I set forth on my journey north along the East River. It was quiet enough, flat and almost free of traffic. After ten minutes my sense of adventure forced a left turn onto 34th street. One good thing about Manhattan is that there are not too many hills. A slight climb westward and I was passing the Empire State Building, nearly meeting a cab the hard way as my gaze was drawn irresistibly upwards. A few more blocks and I hang a right to head north for Central Park.

The park is a cyclists dream. Traffic is quiet (they do have special bicycle-only days, though I did not have the foresight to check), shanks mare and roller blades are the order of the day, save for those with dollars to spare to pay for a pony and trap.

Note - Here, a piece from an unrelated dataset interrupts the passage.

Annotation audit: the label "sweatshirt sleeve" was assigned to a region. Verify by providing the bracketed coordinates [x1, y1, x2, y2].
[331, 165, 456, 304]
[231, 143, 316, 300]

Here poodles lead their liveried dog-walkers equipped with silver poop scoopers as they stiffly stroll from the nearby exclusivity of 5th Avenue apartments. These dogs are treated better than their human neighbours a dozen blocks north in The Bronx. I soon tire of this tranquillity and set recklessly forth into the hubbub, eager for adventure.

Down Broadway, a nice slow hill, and into Times Square. When you drive through here you see little and hear nothing, being too preoccupied with avoiding all the traffic. At night the famous lights sparkle but in daytime you could be anywhere. Walking is no joy because the pavements are thronged with tourists asking directions. But on a two-wheeler it is a different story.

Traffic is sparse enough for me to use the middle of the road, an undertaking fraught with danger but spiced with adventure. Extra care is needed belting down the centre of Broadway, the wind in your face, making the best of the breaks in traffic; this is the way to see mid-town. Here, where Broadway crosses Fifth Avenue at the Flatiron building, my favourite in the city. Built in 1903, it is often incorrectly reported as having been the first steel-framed office block, though it was, for a short time, the tallest, as were dozens of others for brief periods before they were outgrown by their neighbours.

I travel all the way downtown until I get to Chinatown. Here it is time to trust the bike to a stout lock and a large lamp-post and have a look around the small shops and stalls.

Having bought all the five-dollar Cartier and Rolex watches I could use in a lifetime, I continue on my mission, across Delancey Street and into the Wall Street area, dodging limos and enjoying the exaggerated stature of the buildings created by the narrow streets. Some of the nicest buildings in Manhattan are here, including the old Courthouse and City Hall.

Onwards to Battery Park, the southern tip of Manhattan, looking out to the Statue of Liberty and Ellis Island in the bay, a fine place to have a rest after all that pedalling.

Having given up the bike on the streets of Dublin, mainly though fear, I can recommend that the Big Apple is best seen from the saddle.